Les enquêteurs craignaient que les pluies torrentielles qui se sont abattues ces dernières 48 heures ne fassent disparaître des indices essentiels sur les lieux des explosions, des quartiers commerçants animés dans le sud et un autre résidentiel, plus au nord de la capitale financière.

Jeudi soir, le chef de la brigade antiterroriste de l'État du Maharashtra, dont Bombay est la capitale, a reconnu que la mousson entravait les efforts de la police scientifique. «Il va leur falloir un peu plus de temps pour trouver de nouveaux éléments sur les engins explosifs», a admis Rakesh Maria.

Le travail d'équipes de l'identité judiciaire sur des débris prélevés in situ a révélé que les bombes, dissimulées dans les rues bondées, étaient composées de nitrate d'ammonium, un fertilisant fréquemment utilisé dans la fabrication d'engins explosifs artisanaux.

La police continue le fastidieux examen des enregistrements de caméras de vidéosurveillance issues des trois endroits visés à une heure d'affluence. Les enquêteurs ont commencé à passer au crible 11 CD d'enregistrement pour tenter d'identifier les auteurs.

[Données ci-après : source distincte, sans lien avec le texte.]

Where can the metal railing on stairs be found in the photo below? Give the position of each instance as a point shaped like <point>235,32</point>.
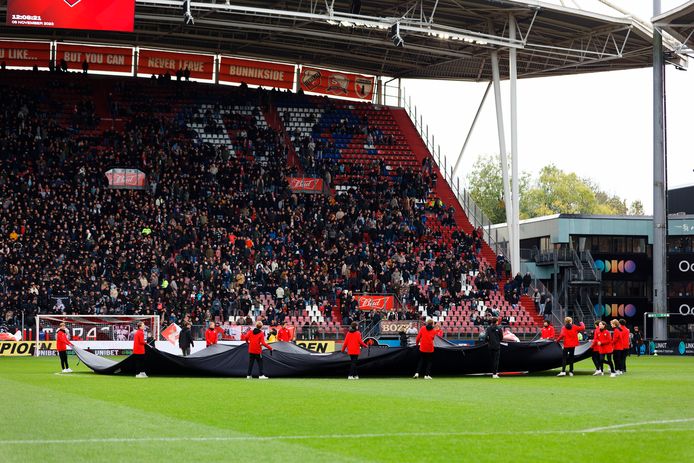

«C'est un travail énorme», a souligné devant la presse le secrétaire d'État à l'Intérieur R.K. Singh, précisant que la police avait réussi à identifier le propriétaire d'un scooter dans lequel l'une des bombes était dissimulée.

Selon le ministre de l'Intérieur, P. Chidambaram, les responsables de l'attentat sont peut-être «un très petit groupe travaillant dans la clandestinité».

Ces remarques visaient en partie à anticiper les accusations prévisibles contre le Pakistan, le pays rival de l'Inde invariablement montré du doigt après chaque acte de terrorisme frappant le pays.

New Delhi accuse son voisin d'avoir aidé et incité des groupes islamistes à commettre des attaques sur son sol, notamment celles de novembre 2008. Un commando de dix hommes avait semé la mort à Bombay au cours d'un assaut de 60 heures, faisant 166 morts.

Mais les commentaires du ministre de l'Intérieur soulignent surtout l'absence d'informations tangibles sur l'identité des auteurs du triple attentat, comme ce fut déjà le cas lors de précédentes affaires.

L'an dernier, plusieurs explosions à la bombe, dont la dernière en date en février 2010 qui avait fait 16 morts à Pune (ouest), n'ont jamais été élucidées.

Certains attentats ont été imputés à deux groupes islamistes: celui des «Moudjahidine indiens» et le Laskhar-e-Taïba (LeT), installé au Pakistan. New Delhi a accusé ce dernier d'avoir perpétré les attentats de 2008.

Le nitrate d'ammonium a été précédemment utilisé par les «Moudjahidine indiens», qui ont déjà revendiqué plusieurs séries d'attentats meurtriers ces dernières années.

Deux membres présumés de cette organisation assez peu connue ont été arrêtés la semaine dernière à Bombay dans le cadre d'une enquête sur des attentats à Ahmedabad (ouest) en 2008 et ils étaient interrogés à propos des attentats de mercredi, a indiqué le ministère de l'Intérieur.

Mais le chef de la brigade antiterroriste de Bombay s'est gardé de toute spéculation.

Il s'est aussi montré prudent concernant des informations de presse selon lesquelles une tête coupée et un corps emmêlé de fils retrouvés sur l'un des sites visés évoquaient un attentat suicide.

«Avec la progression de l'enquête, les angles, les possibilités se réduisent et nous pourrons déterminer les responsabilités individuelles dans tout ceci. Tous les angles sont étudiés, il est trop tôt pour dire si c'est un attentat suicide», a déclaré M. Maria.

La presse indienne, elle, résumait vendredi l'état d'avancée de l'enquête par ces titres: «La police dans le brouillard» ou «Le gouvernement dans l'obscurité».